# Audio Data Augmentation

**Author**: [Moto Hira](moto@meta.com)_

``torchaudio`` provides a variety of ways to augment audio data.

In this tutorial, we look into a way to apply effects, filters,
RIR (room impulse response) and codecs.

At the end, we synthesize noisy speech over phone from clean speech.


In [None]:
import torch
import torchaudio
import torchaudio.functional as F

print(torch.__version__)
print(torchaudio.__version__)

import os
import random

## Preparation

First, we import the modules and download the audio assets we use in this tutorial.




In [None]:
from IPython.display import Audio
import matplotlib.pyplot as plt

In [None]:
print(os.getcwd())
print(os.listdir("../../../datasets/GTZAN/gtzan_genre/genres/blues"))

In [None]:
root = '../../../datasets/GTZAN/gtzan_genre/genres/'
genres = ["blues", "classical", "country", "disco", "hiphop", "jazz", "metal", "pop", "reggae", "rock"]

test_list = []
for genre in genres:
    song = random.choice(os.listdir(root + genre))
    audio, sr = torchaudio.load(os.path.join(root, genre, song))
    test_list.append(['test_audio_' + str(genre), audio, sr])

print(test_list)

## Applying effects and filtering

:py:func:`torchaudio.sox_effects` allows for directly applying filters similar to
those available in ``sox`` to Tensor objects and file object audio sources.

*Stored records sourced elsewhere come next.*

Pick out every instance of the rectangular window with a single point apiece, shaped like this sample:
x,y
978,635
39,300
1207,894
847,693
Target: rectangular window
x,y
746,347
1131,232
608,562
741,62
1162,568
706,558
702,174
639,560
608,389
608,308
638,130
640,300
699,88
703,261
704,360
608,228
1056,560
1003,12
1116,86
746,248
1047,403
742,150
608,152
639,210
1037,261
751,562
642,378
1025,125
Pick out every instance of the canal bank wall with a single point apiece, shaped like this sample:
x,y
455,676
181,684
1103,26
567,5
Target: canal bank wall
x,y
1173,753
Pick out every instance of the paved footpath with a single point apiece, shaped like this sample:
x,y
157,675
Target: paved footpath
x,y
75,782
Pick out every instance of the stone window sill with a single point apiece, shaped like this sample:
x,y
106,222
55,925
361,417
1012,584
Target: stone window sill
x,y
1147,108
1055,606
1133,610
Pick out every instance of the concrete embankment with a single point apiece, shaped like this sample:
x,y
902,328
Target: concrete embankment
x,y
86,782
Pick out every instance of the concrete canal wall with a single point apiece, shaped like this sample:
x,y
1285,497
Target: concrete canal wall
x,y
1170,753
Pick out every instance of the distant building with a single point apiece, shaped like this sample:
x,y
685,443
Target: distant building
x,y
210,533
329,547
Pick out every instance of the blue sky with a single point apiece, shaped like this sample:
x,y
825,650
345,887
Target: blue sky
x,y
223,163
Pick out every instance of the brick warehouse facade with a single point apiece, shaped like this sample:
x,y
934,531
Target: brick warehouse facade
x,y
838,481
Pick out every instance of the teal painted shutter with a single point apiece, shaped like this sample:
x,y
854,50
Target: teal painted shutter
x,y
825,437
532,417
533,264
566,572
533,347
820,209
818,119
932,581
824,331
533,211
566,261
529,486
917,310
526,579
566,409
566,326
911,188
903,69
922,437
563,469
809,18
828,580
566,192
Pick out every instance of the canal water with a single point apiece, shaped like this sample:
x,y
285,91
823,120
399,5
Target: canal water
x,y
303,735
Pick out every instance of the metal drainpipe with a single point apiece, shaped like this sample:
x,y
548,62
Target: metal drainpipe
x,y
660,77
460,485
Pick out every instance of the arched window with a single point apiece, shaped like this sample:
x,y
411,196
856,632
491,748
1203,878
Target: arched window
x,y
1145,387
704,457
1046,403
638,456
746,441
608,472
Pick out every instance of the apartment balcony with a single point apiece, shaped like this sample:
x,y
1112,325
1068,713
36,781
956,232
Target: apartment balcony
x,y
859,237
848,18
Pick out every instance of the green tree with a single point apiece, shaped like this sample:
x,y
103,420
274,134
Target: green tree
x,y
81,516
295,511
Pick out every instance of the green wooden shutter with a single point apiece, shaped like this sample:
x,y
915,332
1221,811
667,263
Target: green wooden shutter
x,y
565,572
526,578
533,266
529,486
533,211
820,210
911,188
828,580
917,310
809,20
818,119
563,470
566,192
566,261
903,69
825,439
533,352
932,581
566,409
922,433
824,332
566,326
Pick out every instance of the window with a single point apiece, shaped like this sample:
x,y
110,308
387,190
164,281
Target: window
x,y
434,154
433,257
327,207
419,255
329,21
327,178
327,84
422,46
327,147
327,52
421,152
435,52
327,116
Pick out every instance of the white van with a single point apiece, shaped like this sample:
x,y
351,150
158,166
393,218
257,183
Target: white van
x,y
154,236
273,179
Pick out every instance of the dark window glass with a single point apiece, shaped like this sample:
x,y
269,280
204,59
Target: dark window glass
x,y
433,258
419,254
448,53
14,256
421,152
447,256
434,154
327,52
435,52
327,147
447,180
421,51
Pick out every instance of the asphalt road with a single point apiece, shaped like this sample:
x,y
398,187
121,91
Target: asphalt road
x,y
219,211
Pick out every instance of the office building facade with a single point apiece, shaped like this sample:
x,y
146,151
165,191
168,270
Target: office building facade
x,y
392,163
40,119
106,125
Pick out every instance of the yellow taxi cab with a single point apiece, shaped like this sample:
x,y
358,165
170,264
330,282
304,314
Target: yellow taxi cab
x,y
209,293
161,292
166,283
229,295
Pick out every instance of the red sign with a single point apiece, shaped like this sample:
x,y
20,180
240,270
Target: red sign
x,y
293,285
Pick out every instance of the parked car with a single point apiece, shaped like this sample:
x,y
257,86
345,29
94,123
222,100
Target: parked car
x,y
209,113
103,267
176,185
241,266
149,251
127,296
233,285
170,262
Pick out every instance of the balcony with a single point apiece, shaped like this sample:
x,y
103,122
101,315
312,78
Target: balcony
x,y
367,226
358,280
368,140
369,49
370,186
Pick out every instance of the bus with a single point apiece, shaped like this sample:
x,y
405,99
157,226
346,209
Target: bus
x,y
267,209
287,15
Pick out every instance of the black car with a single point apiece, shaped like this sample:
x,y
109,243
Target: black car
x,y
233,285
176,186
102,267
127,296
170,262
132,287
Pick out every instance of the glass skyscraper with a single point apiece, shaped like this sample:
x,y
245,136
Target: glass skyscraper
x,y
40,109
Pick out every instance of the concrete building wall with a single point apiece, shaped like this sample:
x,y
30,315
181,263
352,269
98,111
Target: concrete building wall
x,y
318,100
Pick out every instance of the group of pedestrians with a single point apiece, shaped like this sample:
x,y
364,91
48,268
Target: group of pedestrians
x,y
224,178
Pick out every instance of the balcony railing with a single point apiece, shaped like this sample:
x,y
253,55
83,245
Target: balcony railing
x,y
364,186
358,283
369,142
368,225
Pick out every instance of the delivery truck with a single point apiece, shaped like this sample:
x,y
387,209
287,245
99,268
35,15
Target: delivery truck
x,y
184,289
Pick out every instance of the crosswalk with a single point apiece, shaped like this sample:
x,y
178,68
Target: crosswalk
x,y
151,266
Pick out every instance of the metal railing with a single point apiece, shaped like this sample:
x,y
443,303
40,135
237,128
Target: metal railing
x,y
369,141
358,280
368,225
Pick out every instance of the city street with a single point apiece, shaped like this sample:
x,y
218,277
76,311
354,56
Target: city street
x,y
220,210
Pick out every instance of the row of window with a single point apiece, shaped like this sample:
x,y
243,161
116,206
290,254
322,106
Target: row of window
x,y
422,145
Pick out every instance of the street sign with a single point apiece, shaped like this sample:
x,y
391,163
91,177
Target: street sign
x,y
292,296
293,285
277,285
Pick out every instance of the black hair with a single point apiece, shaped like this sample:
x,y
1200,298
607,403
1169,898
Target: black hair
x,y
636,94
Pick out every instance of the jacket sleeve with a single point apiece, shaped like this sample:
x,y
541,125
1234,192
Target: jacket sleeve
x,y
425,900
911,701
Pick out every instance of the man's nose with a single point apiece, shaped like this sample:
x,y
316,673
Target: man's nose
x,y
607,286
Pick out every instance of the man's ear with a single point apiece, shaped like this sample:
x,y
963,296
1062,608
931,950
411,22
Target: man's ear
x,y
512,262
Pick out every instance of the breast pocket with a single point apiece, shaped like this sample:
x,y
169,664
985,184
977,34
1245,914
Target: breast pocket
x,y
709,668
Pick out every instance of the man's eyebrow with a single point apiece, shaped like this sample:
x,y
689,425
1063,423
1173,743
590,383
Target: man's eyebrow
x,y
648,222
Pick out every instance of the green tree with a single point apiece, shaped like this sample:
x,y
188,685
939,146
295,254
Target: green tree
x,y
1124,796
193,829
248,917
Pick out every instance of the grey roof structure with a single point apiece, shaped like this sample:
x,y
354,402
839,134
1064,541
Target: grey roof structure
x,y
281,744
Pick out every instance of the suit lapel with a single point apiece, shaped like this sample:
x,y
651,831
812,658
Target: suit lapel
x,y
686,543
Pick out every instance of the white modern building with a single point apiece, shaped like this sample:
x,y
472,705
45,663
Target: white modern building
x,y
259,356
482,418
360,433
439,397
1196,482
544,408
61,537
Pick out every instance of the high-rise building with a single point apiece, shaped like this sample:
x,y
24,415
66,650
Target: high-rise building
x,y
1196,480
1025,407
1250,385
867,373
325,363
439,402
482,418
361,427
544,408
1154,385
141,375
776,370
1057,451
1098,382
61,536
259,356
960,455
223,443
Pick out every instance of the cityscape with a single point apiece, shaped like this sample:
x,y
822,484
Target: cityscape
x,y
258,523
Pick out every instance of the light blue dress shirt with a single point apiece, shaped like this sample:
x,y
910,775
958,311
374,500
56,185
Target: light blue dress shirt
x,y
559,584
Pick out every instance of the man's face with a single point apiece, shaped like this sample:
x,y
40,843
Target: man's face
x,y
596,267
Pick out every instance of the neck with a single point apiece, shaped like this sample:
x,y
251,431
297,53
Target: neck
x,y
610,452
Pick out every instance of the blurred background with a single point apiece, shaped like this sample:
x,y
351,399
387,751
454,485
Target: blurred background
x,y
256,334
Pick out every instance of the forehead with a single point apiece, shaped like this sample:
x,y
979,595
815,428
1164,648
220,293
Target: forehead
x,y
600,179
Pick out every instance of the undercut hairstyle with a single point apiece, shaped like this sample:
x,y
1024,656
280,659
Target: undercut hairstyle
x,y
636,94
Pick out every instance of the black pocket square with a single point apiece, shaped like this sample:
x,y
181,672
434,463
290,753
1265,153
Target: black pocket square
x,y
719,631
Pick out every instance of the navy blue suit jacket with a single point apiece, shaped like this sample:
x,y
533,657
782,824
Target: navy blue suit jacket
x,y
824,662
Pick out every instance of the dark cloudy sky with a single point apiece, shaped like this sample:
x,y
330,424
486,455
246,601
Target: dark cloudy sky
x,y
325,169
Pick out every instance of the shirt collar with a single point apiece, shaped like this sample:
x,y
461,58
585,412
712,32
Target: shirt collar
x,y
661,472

There are two functions for this:

-  :py:func:`torchaudio.sox_effects.apply_effects_tensor` for applying effects
   to Tensor.
-  :py:func:`torchaudio.sox_effects.apply_effects_file` for applying effects to
   other audio sources.

Both functions accept effect definitions in the form
``List[List[str]]``.
This is mostly consistent with how ``sox`` command works, but one caveat is
that ``sox`` adds some effects automatically, whereas ``torchaudio``’s
implementation does not.

For the list of available effects, please refer to [the sox
documentation](http://sox.sourceforge.net/sox.html)_.

**Tip** If you need to load and resample your audio data on the fly,
then you can use :py:func:`torchaudio.sox_effects.apply_effects_file`
with effect ``"rate"``.

**Note** :py:func:`torchaudio.sox_effects.apply_effects_file` accepts a
file-like object or path-like object.
Similar to :py:func:`torchaudio.load`, when the audio format cannot be
inferred from either the file extension or header, you can provide
argument ``format`` to specify the format of the audio source.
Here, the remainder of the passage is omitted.